Monday, December 15, 2014

Rose Tinted Glasses

Why do I find it easy to fall in love?

One fine day, I met a guy that I couldn't believe I would actually like.
I couldn't say it was physical attraction because he was not my type at all.

He's tall, alright. His physique is nice too, but it was never a factor I always consider.

I usually go for someone who I think I would look good with, or someone who my folks would approve of. But I gave it a shot to get to know him, and indulge in a sweet spontaneous night.

It was very simple. Coffee. Long walk. And I should say, one of the most decent conversations I've had with someone for a reasonably long time. Like an old fashion way of getting to know someone outside phone calls and text messages. It was a long decent conversation.

I never thought I would experience it again after high school.
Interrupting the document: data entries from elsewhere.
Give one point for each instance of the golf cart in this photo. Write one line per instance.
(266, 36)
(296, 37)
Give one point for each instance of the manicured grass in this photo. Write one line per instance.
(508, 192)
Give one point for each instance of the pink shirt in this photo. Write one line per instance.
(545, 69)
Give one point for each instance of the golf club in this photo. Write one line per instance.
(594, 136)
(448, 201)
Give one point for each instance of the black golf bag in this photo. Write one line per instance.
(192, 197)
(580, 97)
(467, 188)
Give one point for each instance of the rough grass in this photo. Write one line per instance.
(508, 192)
Someone from the neighbor all-boys school would be waiting by my school entrance, ready to walk me home. We would have a nice chat while having Zagu and our hands holding each other. *Sigh*

So, this guy... He let me talk like he wanted to get to know me more. I wasn't completely interested at first with what he had to say, so I didn't dig into further details (knowing how I am like!) But he did mention a few things about himself along the way, and I actually enjoyed knowing more about him.
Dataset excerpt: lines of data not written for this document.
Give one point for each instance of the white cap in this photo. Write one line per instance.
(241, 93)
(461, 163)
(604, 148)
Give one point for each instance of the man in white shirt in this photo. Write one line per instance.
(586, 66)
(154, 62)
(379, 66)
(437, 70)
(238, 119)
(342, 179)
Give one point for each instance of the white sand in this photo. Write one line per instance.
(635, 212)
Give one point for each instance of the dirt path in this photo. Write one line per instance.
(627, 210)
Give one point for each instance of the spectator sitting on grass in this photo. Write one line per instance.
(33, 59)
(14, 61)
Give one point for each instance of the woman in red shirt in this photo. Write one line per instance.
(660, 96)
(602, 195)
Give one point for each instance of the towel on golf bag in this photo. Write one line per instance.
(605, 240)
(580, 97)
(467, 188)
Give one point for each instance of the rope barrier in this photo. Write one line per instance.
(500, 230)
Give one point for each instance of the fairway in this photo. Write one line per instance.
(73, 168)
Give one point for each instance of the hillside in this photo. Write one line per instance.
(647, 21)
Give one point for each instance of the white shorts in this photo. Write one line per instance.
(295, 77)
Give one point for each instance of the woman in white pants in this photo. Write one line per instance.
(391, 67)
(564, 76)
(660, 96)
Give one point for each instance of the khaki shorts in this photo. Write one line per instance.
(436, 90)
I feel like there's so much mystery in him that I have yet to unravel.

It was as if he was romantic. He brought me along sea-side where we found peace and comfortable place to stay. And it seemed like there was no one else in that place but us (although there was a live band playing).

I especially like his intellect. That he questions me with a lot of things. He speaks his mind. And he did not let the moment pass us by.

Moments passed and I was enjoying his warmth beside me. We even held hands like we already knew each other for a long time. *Am I dreaming?*

We walked some more and found a X-mark on the road - the intersection mark. He said, "this would be a great spot for a first kiss". He indulged me more by saying, "you know what they say about first kiss? It would give you the warmest feeling. So if you are feeling cold. . ." He would pull me in, and I would always look away and said "It's not gonna happen!". Until I finally gave in and pulled him in, and assaulted my lips with his. *Hahahaha* He said, "well, that's not the way to kiss." And then he gave me, one of the most decent, road-wide-open-underneath-the-stars and moon-kind of  kiss I have ever had in my life.


I guess it was that reason why I had allowed myself to have him take me home---to his place!

La Vie En Rose was played on the Ukelele. And with that, I was smitten by his charm.
He's a musician. I couldn't believe how passionate he was with music that he knows how to play several instruments.
He said he liked me. And I am just too obvious.
He said the right words at the right time. And it felt as if he knows how to treat a woman real good. He held me the right way.

All those things mattered.
And I think I am not gonna be satisfied with just being friends.
I wanted more of him.

My friends told me they don't like him for me.
Others said, just give it some time.

I am trying my best not to fall in love first.
I think I love him for everything that he is. For everything that he had done and made me feel.

Is that enough?

I care for him. I started thinking about him, and he was never out of my mind since.
I'm at the point where in I think I can give anything to him. Accept everything that he is now, and what I might still discover about him.

I am dreaming.
I am  drowning with the thoughts of him.

I have lost my mind again.
I need to know where this is going. Or maybe I already know, coz he already told me that he wasn't ready.
But there are so many things I still want to do with him. That maybe we both deserve to know and understand why we have even met in the first place.

I want to be the center of his life and I want him to own me.



I really don't know why I feel this way for him. There were other options. But I just think he might be the one.